(Since this is just a string of references, I do not believe this constitutes a 'real answer' but it is too long for a comment, so I'm placing it in the answer field. Editors, please feel free to correct my etiquette.)
As for a general introduction or survey article, you might also look at these:
"An introduction to Heegaard Floer homology" by Ozsvath and Szabo.
https://web.math.princeton.edu/~szabo/clay.pdf
"A introduction to knot Floer homology" by Manolescu.
http://arxiv.org/abs/1401.7107
Regarding the second part of your reference request, about the calculation of the knot Floer groups of the trefoil or the figure eight; well, these are alternating knots, and so their Floer groups are completely determined by their signature and Alexander polynomials (see Theorem 1.3). However, I think what you are asking for is an explicit calculation from a Heegaard diagram. In the paper "Holomorphic disks and knot invariants" by Ozsvath and Szabo, you can find such a calculation for the trefoil in Section 6.1. However, this is not an introductory article --- it is full strength. You may also benefit from this expository article (in PDF form) written by Andrew Manion. His exposition also contains examples of explicit calculations, especially in Section 3.
Sometimes the grid diagram approach to calculating knot Floer groups makes for a gentler introduction. For that, you might look at the paper "A combinatorial description of knot Floer homology" by Manolescu, Ozsvath and Sarkar. In Section 4 there are explicit calculations for the Hopf link and the trefoil.
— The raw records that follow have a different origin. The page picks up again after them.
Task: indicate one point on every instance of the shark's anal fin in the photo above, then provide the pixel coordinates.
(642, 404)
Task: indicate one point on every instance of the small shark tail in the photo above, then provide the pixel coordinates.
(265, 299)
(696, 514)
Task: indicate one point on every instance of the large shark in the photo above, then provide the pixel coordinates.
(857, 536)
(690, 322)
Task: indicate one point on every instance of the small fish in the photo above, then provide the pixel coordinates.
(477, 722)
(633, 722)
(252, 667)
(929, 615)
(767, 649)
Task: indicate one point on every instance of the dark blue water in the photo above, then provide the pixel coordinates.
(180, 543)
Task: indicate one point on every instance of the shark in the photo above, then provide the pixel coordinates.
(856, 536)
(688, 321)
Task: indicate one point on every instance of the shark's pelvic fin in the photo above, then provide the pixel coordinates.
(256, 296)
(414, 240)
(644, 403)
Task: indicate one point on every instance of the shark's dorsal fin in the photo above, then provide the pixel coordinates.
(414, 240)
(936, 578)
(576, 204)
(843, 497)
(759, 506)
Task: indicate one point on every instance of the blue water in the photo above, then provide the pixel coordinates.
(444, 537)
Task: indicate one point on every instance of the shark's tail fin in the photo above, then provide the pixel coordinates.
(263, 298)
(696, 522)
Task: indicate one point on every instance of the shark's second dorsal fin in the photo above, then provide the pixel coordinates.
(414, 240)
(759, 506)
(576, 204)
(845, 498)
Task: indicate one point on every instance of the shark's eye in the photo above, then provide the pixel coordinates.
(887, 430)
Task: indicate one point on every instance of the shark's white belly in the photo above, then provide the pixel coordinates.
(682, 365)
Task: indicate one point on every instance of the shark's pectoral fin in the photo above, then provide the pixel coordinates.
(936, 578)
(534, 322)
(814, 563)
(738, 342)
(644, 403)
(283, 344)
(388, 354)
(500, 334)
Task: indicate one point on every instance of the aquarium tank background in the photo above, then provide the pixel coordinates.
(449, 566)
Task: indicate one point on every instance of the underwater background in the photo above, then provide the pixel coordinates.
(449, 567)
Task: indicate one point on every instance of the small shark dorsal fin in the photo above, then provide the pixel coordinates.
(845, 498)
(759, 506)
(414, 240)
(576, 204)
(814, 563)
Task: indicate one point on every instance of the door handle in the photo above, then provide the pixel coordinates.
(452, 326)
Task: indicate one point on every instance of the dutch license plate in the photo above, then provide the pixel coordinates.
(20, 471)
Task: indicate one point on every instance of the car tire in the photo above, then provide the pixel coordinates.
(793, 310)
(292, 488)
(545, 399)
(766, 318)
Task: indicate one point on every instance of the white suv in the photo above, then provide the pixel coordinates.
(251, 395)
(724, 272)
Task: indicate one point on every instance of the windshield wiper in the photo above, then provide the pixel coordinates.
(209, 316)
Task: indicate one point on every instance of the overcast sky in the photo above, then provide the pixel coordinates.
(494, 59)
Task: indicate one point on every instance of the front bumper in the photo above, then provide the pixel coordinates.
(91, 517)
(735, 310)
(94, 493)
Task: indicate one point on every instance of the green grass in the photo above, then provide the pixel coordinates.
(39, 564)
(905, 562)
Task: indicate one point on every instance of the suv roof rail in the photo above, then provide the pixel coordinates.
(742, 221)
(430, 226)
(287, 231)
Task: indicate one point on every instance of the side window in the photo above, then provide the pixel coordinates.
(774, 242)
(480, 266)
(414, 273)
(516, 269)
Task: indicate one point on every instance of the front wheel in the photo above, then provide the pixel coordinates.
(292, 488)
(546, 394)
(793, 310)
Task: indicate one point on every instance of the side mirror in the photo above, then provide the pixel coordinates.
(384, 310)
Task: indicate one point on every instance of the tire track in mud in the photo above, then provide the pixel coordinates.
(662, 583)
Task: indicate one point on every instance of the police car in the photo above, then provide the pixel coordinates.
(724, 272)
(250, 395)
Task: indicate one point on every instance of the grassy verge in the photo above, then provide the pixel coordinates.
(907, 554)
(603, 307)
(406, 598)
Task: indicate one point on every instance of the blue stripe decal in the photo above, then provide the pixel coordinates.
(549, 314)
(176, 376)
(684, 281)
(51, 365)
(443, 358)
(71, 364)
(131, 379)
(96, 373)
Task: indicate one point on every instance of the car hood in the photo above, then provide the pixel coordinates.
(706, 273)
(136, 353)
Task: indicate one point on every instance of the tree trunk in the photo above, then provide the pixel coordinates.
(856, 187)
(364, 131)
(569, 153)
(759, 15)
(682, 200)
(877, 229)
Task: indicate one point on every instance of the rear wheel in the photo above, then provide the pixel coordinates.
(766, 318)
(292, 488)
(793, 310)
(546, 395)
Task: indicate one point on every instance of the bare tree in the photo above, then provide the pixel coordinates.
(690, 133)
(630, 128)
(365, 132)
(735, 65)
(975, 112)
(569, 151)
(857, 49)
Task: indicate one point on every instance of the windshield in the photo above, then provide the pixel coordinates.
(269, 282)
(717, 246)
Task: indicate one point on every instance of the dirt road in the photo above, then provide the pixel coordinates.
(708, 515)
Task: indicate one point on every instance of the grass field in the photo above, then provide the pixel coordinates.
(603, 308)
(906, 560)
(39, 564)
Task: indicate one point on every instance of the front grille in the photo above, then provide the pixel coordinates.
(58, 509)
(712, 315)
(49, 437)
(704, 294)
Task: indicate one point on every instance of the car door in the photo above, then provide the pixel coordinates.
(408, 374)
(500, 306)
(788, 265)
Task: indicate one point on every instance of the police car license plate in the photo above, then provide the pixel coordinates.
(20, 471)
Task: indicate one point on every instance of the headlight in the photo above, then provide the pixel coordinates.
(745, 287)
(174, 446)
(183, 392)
Finally, for the third part of your reference request, I don't really understand what you mean by 'does not determine the unknotting number,' but I think you should look at the paper "Knots with unknotting number one and Heegaard Floer homology" by Ozsvath and Szabo, in particular Theorem 1.1 and Corollary 1.2. (The arXiv version is linked). They use the Heegaard Floer homology of the branched double cover of a knot to give an obstruction to that knot having unknotting number one.
They apply their obstruction (the symmetry condition of Theorem 1.1) to show that the alternating knot $8_{10}$ does not have unknotting number one. I am under the impression this knot was already known to have $u(K)\leq2$, therefore they conclude it has unknotting number two.